In detail, the 10-year yield increased by 14 bps to 2.65% in March, with a similar increase recorded for the medium-term part of the yield curve (2–5-year). Evidently, the bond yields at the short end of the yield curve passed to positive levels after almost a year of negative yields, which is indicative of the end of the PEPP programme in March. However, it is worth noting that the increase in yields led to the normalization of the curve rather than to a massive increase in borrowing costs. An important supporting factor is the markets’ expectations of the ECB’s readiness to draw up a contingency crisis plan in the event of a rapid rise in the Eurozone’s government bond yields.
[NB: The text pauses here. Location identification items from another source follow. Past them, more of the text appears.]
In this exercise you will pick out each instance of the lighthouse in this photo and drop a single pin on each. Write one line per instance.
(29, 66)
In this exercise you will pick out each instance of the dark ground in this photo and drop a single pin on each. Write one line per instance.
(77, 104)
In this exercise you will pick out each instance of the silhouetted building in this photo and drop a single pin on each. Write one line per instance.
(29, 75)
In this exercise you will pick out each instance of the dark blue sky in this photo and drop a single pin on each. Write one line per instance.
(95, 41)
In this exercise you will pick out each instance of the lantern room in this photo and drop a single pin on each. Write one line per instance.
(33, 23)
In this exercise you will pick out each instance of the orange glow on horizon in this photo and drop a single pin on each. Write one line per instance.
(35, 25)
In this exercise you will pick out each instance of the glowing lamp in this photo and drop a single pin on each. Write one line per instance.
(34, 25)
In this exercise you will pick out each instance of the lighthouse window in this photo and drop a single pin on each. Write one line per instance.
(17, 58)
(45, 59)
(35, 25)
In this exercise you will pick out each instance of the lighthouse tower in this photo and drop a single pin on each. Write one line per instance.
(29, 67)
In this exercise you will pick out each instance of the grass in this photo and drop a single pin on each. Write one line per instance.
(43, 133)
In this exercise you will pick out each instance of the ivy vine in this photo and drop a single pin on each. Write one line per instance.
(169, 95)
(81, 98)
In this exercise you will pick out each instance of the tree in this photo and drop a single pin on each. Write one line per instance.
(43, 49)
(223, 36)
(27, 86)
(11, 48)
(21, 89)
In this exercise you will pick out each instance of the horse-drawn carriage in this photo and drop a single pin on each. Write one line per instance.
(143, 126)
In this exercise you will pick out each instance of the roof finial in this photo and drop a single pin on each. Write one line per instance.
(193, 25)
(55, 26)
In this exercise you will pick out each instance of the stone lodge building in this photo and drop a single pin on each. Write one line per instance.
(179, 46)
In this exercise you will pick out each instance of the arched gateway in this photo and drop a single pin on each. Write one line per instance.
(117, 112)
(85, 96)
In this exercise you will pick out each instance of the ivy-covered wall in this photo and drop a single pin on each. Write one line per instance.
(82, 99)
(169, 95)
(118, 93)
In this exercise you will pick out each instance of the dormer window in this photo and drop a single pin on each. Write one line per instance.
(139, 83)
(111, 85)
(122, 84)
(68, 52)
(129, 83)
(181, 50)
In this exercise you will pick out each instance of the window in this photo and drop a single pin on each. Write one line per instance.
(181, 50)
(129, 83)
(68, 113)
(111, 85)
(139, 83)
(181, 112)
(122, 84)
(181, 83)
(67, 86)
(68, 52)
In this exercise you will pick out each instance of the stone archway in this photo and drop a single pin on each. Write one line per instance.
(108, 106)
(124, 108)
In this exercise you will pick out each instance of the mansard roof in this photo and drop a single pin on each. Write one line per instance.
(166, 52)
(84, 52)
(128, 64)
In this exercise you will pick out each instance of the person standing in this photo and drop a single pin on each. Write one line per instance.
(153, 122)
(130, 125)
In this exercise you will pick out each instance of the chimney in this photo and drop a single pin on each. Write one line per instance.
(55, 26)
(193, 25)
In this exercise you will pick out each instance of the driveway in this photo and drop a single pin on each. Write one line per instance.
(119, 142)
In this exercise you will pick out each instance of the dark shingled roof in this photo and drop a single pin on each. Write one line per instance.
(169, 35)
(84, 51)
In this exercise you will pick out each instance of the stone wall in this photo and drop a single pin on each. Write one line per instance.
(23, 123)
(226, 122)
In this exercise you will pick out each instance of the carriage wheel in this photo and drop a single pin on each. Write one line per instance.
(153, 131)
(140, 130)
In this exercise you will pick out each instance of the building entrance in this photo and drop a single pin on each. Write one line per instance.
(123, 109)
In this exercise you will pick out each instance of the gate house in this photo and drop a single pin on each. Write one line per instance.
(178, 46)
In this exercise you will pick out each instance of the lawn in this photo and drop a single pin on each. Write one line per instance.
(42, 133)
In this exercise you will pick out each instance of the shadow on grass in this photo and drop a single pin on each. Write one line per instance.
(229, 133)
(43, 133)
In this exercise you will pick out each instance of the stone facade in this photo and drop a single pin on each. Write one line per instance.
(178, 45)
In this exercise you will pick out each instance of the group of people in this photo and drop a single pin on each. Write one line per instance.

According to the results of our statistical evaluation model for the 10-year Greek spread, the bond markets seem to have priced in the fundamental figures of the Greek economy relative to those of Germany. Despite the downward revision of the GDP reading for 2021 and the possible impact of inflationary pressures on economic activity, the narrowing of the 10-year spread at the end of March by 26 bps to 212 bps is justified by relative economic activity, competitiveness, fiscal flexibility and market risk-taking trends. In particular, the statistical model for evaluating the level of the spread indicates a fair value of 191 bps. However, it is important to note that according to the same quantitative analysis, the probability of a widening spread has increased significantly and now outweighs the possibility of a decrease in the 10-year spread. Specifically, the Risk Balance Index moved to a positive reading for the first time in 14 months, reflecting increasing downside risks for Greek bonds.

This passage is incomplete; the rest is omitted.